In January 2014, Seth MacFarlane spoke about how he was surprised by the fan reaction after Brian was killed off, saying: "It surprised all of us. We were all very surprised, in a good way, that people still cared enough about that character to be that angry. We thought it would create a little bit of a stir, but the rage wasn’t something we counted on."

==Reception==
ScreenRant ranked the episode among the “12 Worst Family Guy Episodes Ever,” highlighting the abruptness of Brian’s death and the awkward introduction of the replacement dog, Vinny. Similarly, Distractify noted that while Family Guy has produced both highly praised and poorly received episodes, this one is remembered unfavorably for its emotional missteps. The episode was also reviewed by Popdose, which criticized Brian’s death as “something that seems shocking but is really the easy way out,” highlighting the show’s poor handling of the storyline.

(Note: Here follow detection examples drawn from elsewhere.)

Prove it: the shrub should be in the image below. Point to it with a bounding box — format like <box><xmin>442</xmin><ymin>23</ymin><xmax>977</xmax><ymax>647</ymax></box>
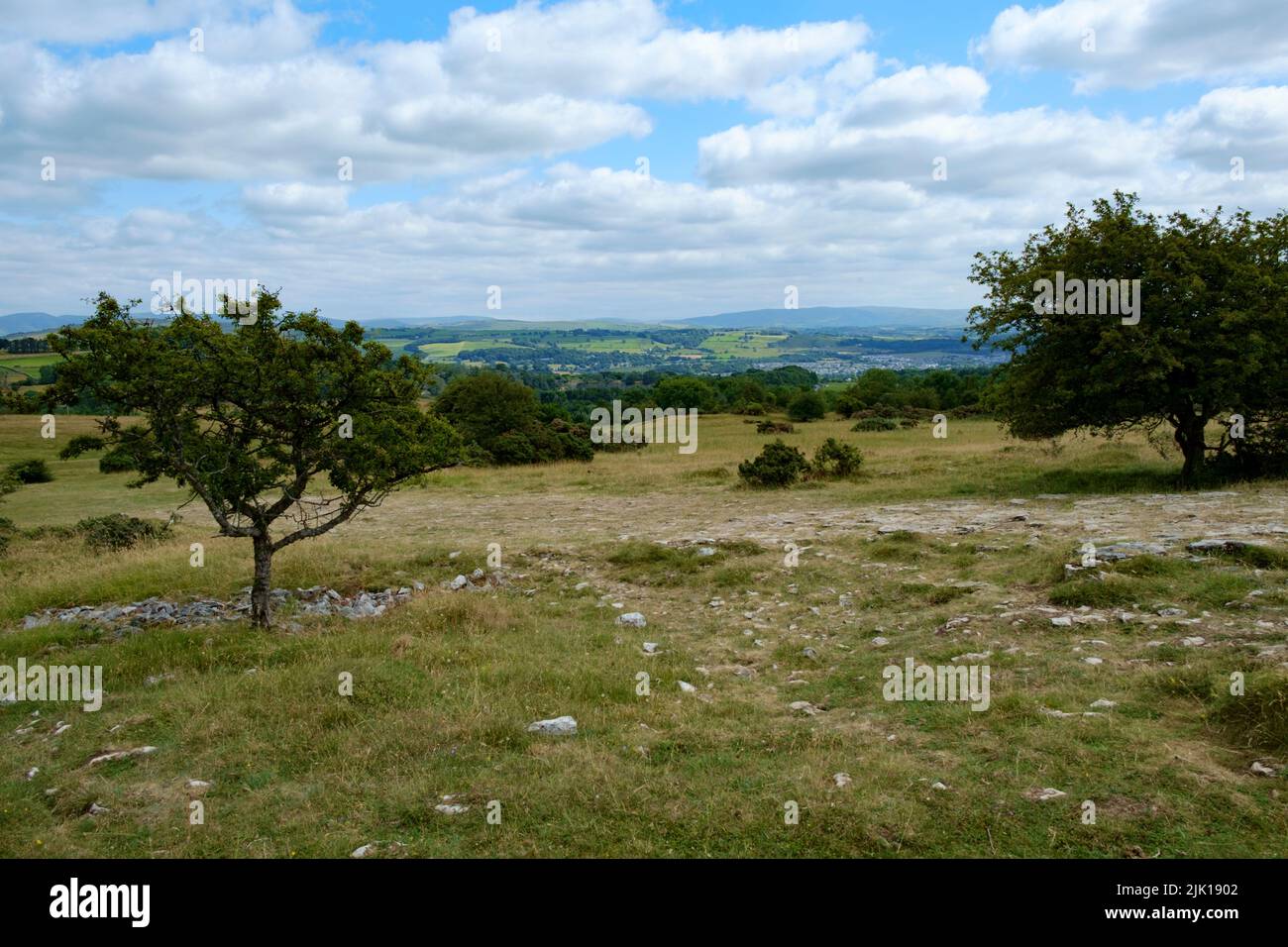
<box><xmin>76</xmin><ymin>513</ymin><xmax>170</xmax><ymax>550</ymax></box>
<box><xmin>434</xmin><ymin>371</ymin><xmax>595</xmax><ymax>467</ymax></box>
<box><xmin>5</xmin><ymin>460</ymin><xmax>54</xmax><ymax>483</ymax></box>
<box><xmin>787</xmin><ymin>391</ymin><xmax>827</xmax><ymax>421</ymax></box>
<box><xmin>756</xmin><ymin>421</ymin><xmax>796</xmax><ymax>434</ymax></box>
<box><xmin>653</xmin><ymin>374</ymin><xmax>720</xmax><ymax>414</ymax></box>
<box><xmin>810</xmin><ymin>437</ymin><xmax>863</xmax><ymax>479</ymax></box>
<box><xmin>738</xmin><ymin>441</ymin><xmax>808</xmax><ymax>487</ymax></box>
<box><xmin>850</xmin><ymin>417</ymin><xmax>899</xmax><ymax>430</ymax></box>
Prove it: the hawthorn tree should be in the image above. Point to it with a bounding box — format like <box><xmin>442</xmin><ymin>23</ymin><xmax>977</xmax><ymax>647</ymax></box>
<box><xmin>967</xmin><ymin>192</ymin><xmax>1288</xmax><ymax>483</ymax></box>
<box><xmin>47</xmin><ymin>291</ymin><xmax>460</xmax><ymax>627</ymax></box>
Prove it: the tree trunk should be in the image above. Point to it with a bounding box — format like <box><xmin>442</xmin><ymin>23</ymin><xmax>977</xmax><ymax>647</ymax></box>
<box><xmin>1176</xmin><ymin>416</ymin><xmax>1207</xmax><ymax>484</ymax></box>
<box><xmin>250</xmin><ymin>535</ymin><xmax>273</xmax><ymax>627</ymax></box>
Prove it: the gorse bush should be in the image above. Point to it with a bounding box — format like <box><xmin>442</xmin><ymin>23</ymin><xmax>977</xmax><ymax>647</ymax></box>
<box><xmin>5</xmin><ymin>460</ymin><xmax>54</xmax><ymax>483</ymax></box>
<box><xmin>850</xmin><ymin>417</ymin><xmax>901</xmax><ymax>430</ymax></box>
<box><xmin>738</xmin><ymin>441</ymin><xmax>808</xmax><ymax>488</ymax></box>
<box><xmin>756</xmin><ymin>421</ymin><xmax>796</xmax><ymax>434</ymax></box>
<box><xmin>810</xmin><ymin>437</ymin><xmax>863</xmax><ymax>479</ymax></box>
<box><xmin>787</xmin><ymin>391</ymin><xmax>827</xmax><ymax>421</ymax></box>
<box><xmin>74</xmin><ymin>513</ymin><xmax>170</xmax><ymax>550</ymax></box>
<box><xmin>434</xmin><ymin>371</ymin><xmax>595</xmax><ymax>466</ymax></box>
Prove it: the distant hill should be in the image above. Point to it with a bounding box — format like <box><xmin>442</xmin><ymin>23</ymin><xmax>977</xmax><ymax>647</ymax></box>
<box><xmin>0</xmin><ymin>312</ymin><xmax>85</xmax><ymax>335</ymax></box>
<box><xmin>0</xmin><ymin>305</ymin><xmax>967</xmax><ymax>336</ymax></box>
<box><xmin>678</xmin><ymin>305</ymin><xmax>970</xmax><ymax>330</ymax></box>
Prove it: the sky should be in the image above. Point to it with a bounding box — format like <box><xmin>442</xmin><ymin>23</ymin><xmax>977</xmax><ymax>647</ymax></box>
<box><xmin>0</xmin><ymin>0</ymin><xmax>1288</xmax><ymax>321</ymax></box>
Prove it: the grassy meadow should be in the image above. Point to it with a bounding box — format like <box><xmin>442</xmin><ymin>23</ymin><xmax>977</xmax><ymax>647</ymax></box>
<box><xmin>0</xmin><ymin>416</ymin><xmax>1288</xmax><ymax>858</ymax></box>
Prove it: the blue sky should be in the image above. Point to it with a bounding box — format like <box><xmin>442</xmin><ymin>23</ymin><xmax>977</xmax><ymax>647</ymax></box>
<box><xmin>0</xmin><ymin>0</ymin><xmax>1288</xmax><ymax>320</ymax></box>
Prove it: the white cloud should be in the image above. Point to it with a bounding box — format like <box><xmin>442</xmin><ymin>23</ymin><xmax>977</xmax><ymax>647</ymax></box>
<box><xmin>973</xmin><ymin>0</ymin><xmax>1288</xmax><ymax>91</ymax></box>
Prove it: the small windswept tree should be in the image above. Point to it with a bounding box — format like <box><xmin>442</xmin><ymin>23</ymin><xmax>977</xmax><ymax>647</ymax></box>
<box><xmin>47</xmin><ymin>291</ymin><xmax>460</xmax><ymax>627</ymax></box>
<box><xmin>970</xmin><ymin>193</ymin><xmax>1288</xmax><ymax>481</ymax></box>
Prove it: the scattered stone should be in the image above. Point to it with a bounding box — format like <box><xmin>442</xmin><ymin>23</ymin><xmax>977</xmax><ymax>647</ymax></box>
<box><xmin>434</xmin><ymin>796</ymin><xmax>471</xmax><ymax>815</ymax></box>
<box><xmin>528</xmin><ymin>716</ymin><xmax>577</xmax><ymax>736</ymax></box>
<box><xmin>25</xmin><ymin>581</ymin><xmax>440</xmax><ymax>633</ymax></box>
<box><xmin>1185</xmin><ymin>537</ymin><xmax>1257</xmax><ymax>553</ymax></box>
<box><xmin>1096</xmin><ymin>543</ymin><xmax>1167</xmax><ymax>562</ymax></box>
<box><xmin>349</xmin><ymin>841</ymin><xmax>403</xmax><ymax>858</ymax></box>
<box><xmin>1024</xmin><ymin>786</ymin><xmax>1069</xmax><ymax>802</ymax></box>
<box><xmin>86</xmin><ymin>746</ymin><xmax>158</xmax><ymax>767</ymax></box>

Eric Thurm of The A.V. Club awarded the episode an A−, saying that Brian's death scene was "actually pretty poignant, coming as close as Family Guy can to genuinely moving," and described it as "surprisingly effective… at dealing with the sudden death of a main character."

Within hours of the episode’s airing on 24 November 2013, a petition for the resurrection of Brian Griffin directed towards series creator Seth MacFarlane and Fox Broadcasting Company emerged on Change.org. The petition read, “Brian Griffin was an important part of our viewing experience. He added a witty and sophisticated element to the show. Family Guy and Fox Broadcasting will lose viewers if Brian Griffin is not brought back to the show,” and within hours had already gained thousands of signatures, making it one of the fastest-growing entertainment-related petitions on the site. In addition to petitions, fans expressed their attachment in other ways. Some viewers obtained tattoos of Brian Griffin, including memorial “RIP Brian” ink, demonstrating the strong emotional impact of his death.

The episode received a 2.2-out-of-5 rating and was watched by a total of 4.58 million people. This made it the second most-watched show on Animation Domination that night, beating American Dad! and Bob's Burgers but losing to The Simpsons, which drew 6.78 million.